But, here’s the Before/After — I can’t believe the difference a little bit of paint and some shelves make.
They really aren’t too difficult to make. And can be installed in a living room, a bedroom, an entryway, or ANYWHERE!
Are you ready to build some shelves?
***These are the measurements and supplies I needed for my 2 shelves. Your shelves may vary depending on how long or wide you want them. My shelves measure 12″ wide and 30″ long.
- 3 1″x 2″x 8″ furring strips
- 3 2′x4′ pieces of paintable ply wood, 1/4 inch thick. (These are also known as “project panels”)
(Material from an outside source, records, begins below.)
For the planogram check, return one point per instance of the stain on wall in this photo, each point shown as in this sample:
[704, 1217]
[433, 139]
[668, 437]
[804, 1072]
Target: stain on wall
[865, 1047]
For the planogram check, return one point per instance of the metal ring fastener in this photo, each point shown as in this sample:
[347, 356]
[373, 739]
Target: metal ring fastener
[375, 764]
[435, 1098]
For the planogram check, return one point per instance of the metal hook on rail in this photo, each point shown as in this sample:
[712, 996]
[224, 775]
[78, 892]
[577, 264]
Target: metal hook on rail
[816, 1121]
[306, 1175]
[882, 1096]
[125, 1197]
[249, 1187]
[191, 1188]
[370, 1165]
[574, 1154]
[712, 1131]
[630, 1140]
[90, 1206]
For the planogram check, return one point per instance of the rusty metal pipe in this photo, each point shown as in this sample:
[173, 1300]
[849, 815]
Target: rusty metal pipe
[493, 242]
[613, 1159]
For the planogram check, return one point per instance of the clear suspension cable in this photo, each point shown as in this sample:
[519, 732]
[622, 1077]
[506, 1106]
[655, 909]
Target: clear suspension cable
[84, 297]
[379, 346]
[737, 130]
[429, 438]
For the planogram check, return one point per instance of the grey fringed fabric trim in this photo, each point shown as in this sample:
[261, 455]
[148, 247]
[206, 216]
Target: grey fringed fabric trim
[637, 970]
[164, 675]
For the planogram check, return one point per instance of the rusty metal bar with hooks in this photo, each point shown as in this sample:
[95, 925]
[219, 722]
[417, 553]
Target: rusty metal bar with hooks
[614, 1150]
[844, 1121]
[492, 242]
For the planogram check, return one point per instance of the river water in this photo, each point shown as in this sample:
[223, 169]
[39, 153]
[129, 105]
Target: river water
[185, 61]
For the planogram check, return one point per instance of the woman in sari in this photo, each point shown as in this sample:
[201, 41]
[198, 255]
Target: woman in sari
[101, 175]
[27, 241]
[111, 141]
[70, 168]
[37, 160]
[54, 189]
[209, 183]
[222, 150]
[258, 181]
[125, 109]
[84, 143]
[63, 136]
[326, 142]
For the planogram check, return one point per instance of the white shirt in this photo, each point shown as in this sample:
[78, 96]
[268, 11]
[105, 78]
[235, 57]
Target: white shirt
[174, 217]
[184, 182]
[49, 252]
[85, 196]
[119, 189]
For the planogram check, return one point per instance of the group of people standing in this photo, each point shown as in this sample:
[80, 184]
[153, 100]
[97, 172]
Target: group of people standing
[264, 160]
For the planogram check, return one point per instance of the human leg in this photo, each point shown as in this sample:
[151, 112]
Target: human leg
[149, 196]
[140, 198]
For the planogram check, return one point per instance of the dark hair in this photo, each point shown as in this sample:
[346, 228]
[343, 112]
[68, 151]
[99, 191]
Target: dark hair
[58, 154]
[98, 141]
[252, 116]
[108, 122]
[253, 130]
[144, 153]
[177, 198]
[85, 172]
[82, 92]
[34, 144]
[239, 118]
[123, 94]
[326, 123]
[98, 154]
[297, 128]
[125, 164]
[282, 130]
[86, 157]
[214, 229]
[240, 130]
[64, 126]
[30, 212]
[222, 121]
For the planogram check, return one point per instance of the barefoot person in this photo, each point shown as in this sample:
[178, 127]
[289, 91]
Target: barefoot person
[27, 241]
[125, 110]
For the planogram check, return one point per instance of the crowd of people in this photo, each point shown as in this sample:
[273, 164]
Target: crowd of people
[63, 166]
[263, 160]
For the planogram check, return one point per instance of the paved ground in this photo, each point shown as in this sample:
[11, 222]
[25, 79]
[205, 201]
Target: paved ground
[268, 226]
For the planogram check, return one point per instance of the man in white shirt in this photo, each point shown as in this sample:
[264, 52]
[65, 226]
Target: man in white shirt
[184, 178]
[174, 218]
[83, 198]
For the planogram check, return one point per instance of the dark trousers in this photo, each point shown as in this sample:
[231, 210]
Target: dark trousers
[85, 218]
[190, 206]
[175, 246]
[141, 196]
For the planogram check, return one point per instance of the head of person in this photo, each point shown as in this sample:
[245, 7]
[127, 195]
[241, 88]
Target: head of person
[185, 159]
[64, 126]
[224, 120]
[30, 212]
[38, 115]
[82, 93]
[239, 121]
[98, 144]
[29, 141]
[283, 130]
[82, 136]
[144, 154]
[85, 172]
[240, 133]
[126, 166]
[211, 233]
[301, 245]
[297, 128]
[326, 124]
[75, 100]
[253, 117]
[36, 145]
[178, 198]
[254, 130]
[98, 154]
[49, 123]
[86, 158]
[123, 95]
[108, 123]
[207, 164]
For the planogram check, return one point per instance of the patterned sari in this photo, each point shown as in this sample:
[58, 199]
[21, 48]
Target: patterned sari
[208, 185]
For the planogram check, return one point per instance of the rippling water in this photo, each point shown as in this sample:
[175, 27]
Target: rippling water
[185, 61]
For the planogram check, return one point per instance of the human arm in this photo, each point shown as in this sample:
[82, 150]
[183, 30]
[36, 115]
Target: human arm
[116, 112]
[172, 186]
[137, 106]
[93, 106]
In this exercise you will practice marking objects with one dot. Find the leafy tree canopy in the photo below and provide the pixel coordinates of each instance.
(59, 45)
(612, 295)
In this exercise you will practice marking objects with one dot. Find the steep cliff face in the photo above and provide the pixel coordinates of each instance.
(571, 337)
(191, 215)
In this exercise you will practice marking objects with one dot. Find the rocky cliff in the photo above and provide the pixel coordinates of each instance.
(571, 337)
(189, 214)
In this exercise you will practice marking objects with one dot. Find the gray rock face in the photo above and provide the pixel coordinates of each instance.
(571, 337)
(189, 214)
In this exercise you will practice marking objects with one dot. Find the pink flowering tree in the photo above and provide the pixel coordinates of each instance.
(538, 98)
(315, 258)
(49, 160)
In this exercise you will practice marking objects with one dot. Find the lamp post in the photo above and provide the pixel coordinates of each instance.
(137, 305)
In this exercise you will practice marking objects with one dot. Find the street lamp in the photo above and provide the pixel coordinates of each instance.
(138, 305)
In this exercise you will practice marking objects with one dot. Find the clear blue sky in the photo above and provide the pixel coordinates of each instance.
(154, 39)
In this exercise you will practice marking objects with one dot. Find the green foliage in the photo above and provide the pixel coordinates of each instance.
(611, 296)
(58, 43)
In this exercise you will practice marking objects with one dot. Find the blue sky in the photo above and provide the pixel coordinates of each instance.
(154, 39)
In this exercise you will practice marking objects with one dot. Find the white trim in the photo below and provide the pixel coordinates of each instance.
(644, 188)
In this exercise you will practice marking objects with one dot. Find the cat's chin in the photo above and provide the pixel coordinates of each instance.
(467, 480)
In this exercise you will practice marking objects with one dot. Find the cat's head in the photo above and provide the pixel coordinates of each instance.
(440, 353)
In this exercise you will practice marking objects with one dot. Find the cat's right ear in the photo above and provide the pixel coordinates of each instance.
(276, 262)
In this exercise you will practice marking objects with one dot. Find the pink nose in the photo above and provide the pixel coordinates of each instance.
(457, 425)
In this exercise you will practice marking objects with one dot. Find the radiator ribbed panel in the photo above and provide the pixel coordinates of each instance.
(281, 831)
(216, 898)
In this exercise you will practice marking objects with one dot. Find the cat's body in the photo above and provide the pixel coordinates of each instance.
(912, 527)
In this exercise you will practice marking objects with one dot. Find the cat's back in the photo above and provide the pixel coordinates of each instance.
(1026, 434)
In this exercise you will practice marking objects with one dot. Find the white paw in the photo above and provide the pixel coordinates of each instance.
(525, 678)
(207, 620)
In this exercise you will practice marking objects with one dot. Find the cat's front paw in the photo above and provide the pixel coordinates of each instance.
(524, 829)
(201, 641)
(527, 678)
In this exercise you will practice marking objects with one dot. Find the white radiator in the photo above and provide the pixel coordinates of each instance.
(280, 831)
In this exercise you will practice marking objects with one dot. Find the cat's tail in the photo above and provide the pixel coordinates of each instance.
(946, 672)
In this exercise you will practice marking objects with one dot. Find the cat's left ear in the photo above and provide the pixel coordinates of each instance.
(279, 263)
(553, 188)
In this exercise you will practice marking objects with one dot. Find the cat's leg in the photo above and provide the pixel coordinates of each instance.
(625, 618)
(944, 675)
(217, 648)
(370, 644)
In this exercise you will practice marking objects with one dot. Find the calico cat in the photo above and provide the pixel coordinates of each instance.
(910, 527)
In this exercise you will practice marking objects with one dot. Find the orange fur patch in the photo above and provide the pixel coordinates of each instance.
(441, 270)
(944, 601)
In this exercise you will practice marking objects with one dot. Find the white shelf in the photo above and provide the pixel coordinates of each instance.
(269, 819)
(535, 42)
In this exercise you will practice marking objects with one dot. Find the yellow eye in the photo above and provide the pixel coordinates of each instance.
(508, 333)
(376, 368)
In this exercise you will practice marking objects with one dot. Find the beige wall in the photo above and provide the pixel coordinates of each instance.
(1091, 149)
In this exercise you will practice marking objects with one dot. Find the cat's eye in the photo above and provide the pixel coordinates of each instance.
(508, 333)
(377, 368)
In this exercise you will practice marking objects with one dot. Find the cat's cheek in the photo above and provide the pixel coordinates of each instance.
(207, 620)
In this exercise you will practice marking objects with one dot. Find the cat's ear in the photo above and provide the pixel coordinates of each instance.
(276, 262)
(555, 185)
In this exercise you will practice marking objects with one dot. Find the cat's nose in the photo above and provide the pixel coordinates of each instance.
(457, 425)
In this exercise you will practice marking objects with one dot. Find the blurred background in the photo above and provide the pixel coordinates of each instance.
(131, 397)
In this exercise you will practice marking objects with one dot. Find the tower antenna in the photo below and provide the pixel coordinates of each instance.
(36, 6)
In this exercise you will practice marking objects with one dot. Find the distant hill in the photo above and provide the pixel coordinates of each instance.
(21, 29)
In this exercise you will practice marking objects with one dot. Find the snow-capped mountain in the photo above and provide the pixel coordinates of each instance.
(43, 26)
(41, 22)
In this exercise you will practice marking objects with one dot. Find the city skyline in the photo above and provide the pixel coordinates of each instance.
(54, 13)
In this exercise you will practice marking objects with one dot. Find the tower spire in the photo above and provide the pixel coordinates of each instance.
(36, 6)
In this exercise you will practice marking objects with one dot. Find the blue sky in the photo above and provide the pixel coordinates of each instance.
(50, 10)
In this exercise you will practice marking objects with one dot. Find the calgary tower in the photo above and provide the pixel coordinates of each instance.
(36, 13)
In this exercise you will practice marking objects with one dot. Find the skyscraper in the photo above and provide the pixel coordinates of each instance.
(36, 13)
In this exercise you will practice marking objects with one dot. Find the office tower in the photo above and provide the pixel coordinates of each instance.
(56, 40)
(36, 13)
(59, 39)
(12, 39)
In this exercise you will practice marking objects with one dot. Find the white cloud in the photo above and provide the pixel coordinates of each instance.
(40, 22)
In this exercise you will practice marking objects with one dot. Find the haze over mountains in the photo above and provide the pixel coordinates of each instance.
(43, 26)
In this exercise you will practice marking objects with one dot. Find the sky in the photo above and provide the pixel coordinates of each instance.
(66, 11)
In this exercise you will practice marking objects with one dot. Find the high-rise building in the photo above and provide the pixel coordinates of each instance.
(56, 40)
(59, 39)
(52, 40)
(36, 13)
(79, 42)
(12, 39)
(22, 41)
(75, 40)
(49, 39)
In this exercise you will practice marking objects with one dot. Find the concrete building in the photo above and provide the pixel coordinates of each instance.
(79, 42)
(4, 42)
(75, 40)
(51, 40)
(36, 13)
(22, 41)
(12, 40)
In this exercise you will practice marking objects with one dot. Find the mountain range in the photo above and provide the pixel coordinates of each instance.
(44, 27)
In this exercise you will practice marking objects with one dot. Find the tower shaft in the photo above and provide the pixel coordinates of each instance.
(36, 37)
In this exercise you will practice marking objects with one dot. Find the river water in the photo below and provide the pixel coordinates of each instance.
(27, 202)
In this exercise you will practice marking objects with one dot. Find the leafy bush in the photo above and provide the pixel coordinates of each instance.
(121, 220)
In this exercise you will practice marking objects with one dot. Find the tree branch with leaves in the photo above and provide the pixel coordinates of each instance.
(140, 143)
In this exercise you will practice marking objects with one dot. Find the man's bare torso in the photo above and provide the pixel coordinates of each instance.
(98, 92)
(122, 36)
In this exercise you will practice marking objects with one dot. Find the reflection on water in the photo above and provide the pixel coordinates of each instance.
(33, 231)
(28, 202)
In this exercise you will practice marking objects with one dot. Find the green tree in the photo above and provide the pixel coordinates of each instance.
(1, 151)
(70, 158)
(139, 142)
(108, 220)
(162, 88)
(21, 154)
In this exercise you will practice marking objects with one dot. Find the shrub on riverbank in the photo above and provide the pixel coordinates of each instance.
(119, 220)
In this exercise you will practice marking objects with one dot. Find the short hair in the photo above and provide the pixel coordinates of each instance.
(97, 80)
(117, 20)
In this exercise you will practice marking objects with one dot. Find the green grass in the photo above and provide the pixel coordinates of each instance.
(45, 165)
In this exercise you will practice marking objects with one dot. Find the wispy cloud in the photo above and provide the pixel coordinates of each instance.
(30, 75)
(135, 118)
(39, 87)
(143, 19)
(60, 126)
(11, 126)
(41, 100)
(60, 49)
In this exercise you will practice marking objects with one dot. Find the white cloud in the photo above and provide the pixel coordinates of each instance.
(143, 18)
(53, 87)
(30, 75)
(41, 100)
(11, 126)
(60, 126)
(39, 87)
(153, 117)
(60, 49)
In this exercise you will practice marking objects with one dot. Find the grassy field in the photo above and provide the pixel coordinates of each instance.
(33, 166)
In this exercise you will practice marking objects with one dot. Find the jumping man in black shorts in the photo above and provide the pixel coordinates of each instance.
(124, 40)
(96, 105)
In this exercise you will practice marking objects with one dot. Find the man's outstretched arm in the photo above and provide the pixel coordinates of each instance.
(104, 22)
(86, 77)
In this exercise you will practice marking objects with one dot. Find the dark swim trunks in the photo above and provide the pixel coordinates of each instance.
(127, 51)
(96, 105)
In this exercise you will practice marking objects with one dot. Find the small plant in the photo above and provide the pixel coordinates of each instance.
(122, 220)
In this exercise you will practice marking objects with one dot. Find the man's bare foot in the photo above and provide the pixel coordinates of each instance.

- 1 5/8″ and 2 1/2″ screws
- paintable caulk
- wood putty
- sanding discs for sander
- paint brush
- nail gun
- speed square
- compound miter saw
- table saw
- caulk gun
- stud finder
To start out, you will cut up the project panel on a table saw. If you do not have access to a table saw and/or a compound miter saw, you can have your pieces cut at Home Depot or Lowe’s. Your project panel should look like this:
If you’re making 2 shelves like I did, you’ll need to cut 4- 30″ x 12″ panels for the tops and bottoms, 2- 30 1/4″x 2″ panels for the fronts, and 2- 11 3/4″x 2″ panels for the sides (you will need 4 of these if both of the sides will be exposed…..I only needed 2, since my shelves are sitting in a corner).
Next, cut the furring strips using a compound miter saw. You will need 4- 30″ long strips and 8- 10 1/4″ strips.
We originally planned for three shelves, so there are more pieces in this picture, but this is what your furring strips will look like once cut.
After your furring strips are cut, you are going to use them to assemble the shelf frame. I took my furring strips and laid them out like this to make a frame.
After the shelf frames are screwed together, you will want to make sure your walls have had all prep-work done. For me, this included filling in holes and giving the wall a fresh coat of paint (Silver Drop by Behr).
After the wall is prepped, it is time to decide what height you want to hang your shelves. We hung our lowest shelf at the same height the towel bar had previously been. Using a level, draw a straight line on the wall at your chosen height. Next, use a stud finder to find the studs in the wall. (You will need to make sure to attach the shelf to studs.) Lay your shelf frame on the wall, and mark the frame where the studs are so you can pre-drill your holes (we don’t want those furring strips to crack!). Then attach the shelf frames to the wall using the 2 1/2″ screws.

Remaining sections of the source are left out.